Когда он надел пиджак и вышел в салон, там была обычная суета. Пассажиры разбирали свои портфели, шляпы, плащи. Самые нетерпеливые толпились у двери.
Только двое — Сорокин и Надя — сидели в креслах, не суетились, не спешили, вообще, кажется, не замечали, что полет окончен и они уже в Москве.
Егоров сразу понял — что-то произошло. Правда, лица Нади он не видел, она сидела, опустив голову. Но очень бледный Сорокин смотрел перед собой вяло и тупо, без сил, без мысли.
А сын стоял около них с плащом на плече. Видно, ему хотелось скорее сойти на московскую землю, да он не решался торопить мать. Видно, он тоже понял, что между матерью и отчимом что-то произошло — и не без участия этого летчика. Знакомым Егорову холодноватым взглядом он посмотрел на него исподлобья.
Егоров кивнул ему:
— Ну, будь здоров, Алексей.
Услышав его голос, мать быстро встала.
— Алеша, ты все собрал? Ничего не забыл? — Потом обернулась к Егорову и сказала с нарочитой небрежностью: — До свидания. — А в глаза ему смотрела, не отрываясь.
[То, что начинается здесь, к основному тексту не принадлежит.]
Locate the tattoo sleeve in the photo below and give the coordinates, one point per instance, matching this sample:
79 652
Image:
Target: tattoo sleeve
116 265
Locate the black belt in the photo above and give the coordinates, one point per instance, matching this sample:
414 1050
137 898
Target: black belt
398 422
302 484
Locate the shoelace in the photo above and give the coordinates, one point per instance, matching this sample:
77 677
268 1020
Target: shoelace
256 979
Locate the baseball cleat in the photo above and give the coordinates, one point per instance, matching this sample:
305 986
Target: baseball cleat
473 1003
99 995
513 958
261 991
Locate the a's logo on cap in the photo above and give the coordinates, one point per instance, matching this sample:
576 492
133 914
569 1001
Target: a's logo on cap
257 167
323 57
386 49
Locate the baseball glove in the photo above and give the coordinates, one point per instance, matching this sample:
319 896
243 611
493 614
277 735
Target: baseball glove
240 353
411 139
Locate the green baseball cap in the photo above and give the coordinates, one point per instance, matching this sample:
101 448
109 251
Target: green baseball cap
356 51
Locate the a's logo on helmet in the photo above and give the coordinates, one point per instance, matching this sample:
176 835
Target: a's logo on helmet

Губы ее дрожали, на щеках не высохли слезы. Но, странно, лицо ее словно помолодело.
В ней опять было много от той наивной, горячей, заражающе чистой девчонки, которую он любил. И в глазах ее вновь он увидел все ту, как в юности, не сломленную, не запятнанную годами и болью, только ставшую зрелой, ее строгую чистоту.
А ее слезы казались слезами радости; казалось, она счастлива, что перед ней снова человек из ее юности и для нее он снова такой, какому она отдала первую свою любовь.
Но он не знал, всю ли правду открыл ей Сорокин или лишь самую безобидную, удобную для себя часть, которая только кажется правдой и покаянием, а в сущности ничего не меняет.